Zittingsplaats Utrecht
Bestuursrecht
zaaknummer: UTR 18/4170
uitspraak van de voorzieningenrechter van 30 november 2018 op het verzoek om voorlopige voorziening in de zaak tussen
1. Autoradam Almere Oost B.V., te Almere,
2. [verzoeker sub 2] , h.o.d.n. “ [naam] ”, te [vestigingsplaats] ,
3. NRGValue Tankstations Nederland B.V., te Rotterdam,
4. De Haan Minerale Oliën B.V., te Oosterhout , verzoekers
(gemachtigde: mr.

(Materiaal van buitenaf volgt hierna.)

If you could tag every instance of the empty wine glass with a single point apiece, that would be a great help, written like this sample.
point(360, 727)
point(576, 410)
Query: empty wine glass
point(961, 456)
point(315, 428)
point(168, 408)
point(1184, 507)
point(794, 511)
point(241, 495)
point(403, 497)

E. Braad),
en
het college van burgemeester en wethouders van de gemeente Almere, verweerder
(gemachtigde: mr. C. Haan en D. Mulders).
Als derde-partij heeft aan het geding deelgenomen:
Carwash Hogering B.V., gemachtigde: mr. P.W.M. Huisman.

Procesverloop

Bij besluit van 21 februari 2017 (het primaire besluit) heeft verweerder met toepassing van de in het bestemmingsplan Bedrijvenpark Gooise Poort 2V opgenomen regels over afwijking van het plan een omgevingsvergunning verleend voor het bouwen van een carwash op het perceel Transistorstraat 115 te Almere en het plaatsen van handelsreclame.
Bij besluit van 13 februari 2018 (het bestreden besluit) heeft verweerder het bezwaar van verzoekers, onder aanvulling van de motivering, ongegrond verklaard.
Verzoekers hebben tegen het bestreden besluit beroep ingesteld. Verzoekers hebben de voorzieningenrechter verzocht om een voorlopige voorziening te treffen.
Het onderzoek ter zitting heeft plaatsgevonden op 16 november 2018. Namens verzoekers zijn de heer [A] (namens Autoradam Almere Oost B.V.) en de heer [B] verschenen, bijgestaan door hun gemachtigde. Verweerder heeft zich laten vertegenwoordigen door zijn gemachtigden, bijgestaan door de heer ing. [C] . Namens de derde-partij (vergunninghouder) zijn mevrouw [D] en de heer [E] verschenen, bijgestaan door hun gemachtigde.

Overwegingen

1. De voorzieningenrechter treft op grond van artikel 8:81, eerste lid, van de Algemene wet bestuursrecht (Awb) alleen een voorlopige voorziening als "onverwijlde spoed" dat vereist.
2. De voorzieningenrechter is van oordeel dat verzoekers geen spoedeisend belang hebben. Namens vergunninghouder is op de zitting namelijk verklaard dat inmiddels is gestart met het bouwrijp maken van de grond, maar dat nog niet is gestart met heien of het slaan van palen. Tevens is namens vergunninghouder verklaard dat de bouwwerkzaamheden niet eerder dan eind januari 2019 zullen starten. Er bestaat geen aanleiding om op voorhand te oordelen dat vergunninghouder zich niet aan die verklaring zal houden. Indien vergunninghouder desondanks al eerder een aanvang zou maken met de bouwactiviteiten, kunnen verzoekers, zolang de bodemprocedure nog loopt, bij deze rechtbank een nieuw verzoek om voorlopige voorziening indienen.
3. De voorzieningenrechter ziet geen reden om direct uitspraak te doen op het beroep. De mogelijkheid om hangende beroep een verzoek om voorlopige voorziening te doen, is niet bedoeld om door middel van zogenoemde “kortsluiting” de behandeling van de hoofdzaak te versnellen.
4. De voorzieningenrechter wijst het verzoek om een voorlopige voorziening af. Voor een proceskostenveroordeling bestaat geen aanleiding.

Beslissing

De voorzieningenrechter wijst het verzoek om voorlopige voorziening af.
Deze uitspraak is gedaan door mr. drs. R. in 't Veld, voorzieningenrechter, in aanwezigheid van mr. R.N. van Dijk, griffier. De beslissing is in het openbaar uitgesproken op 30 november 2018.
griffier voorzieningenrechter
Afschrift verzonden aan partijen op:

Rechtsmiddel

Tegen deze uitspraak staat geen rechtsmiddel open.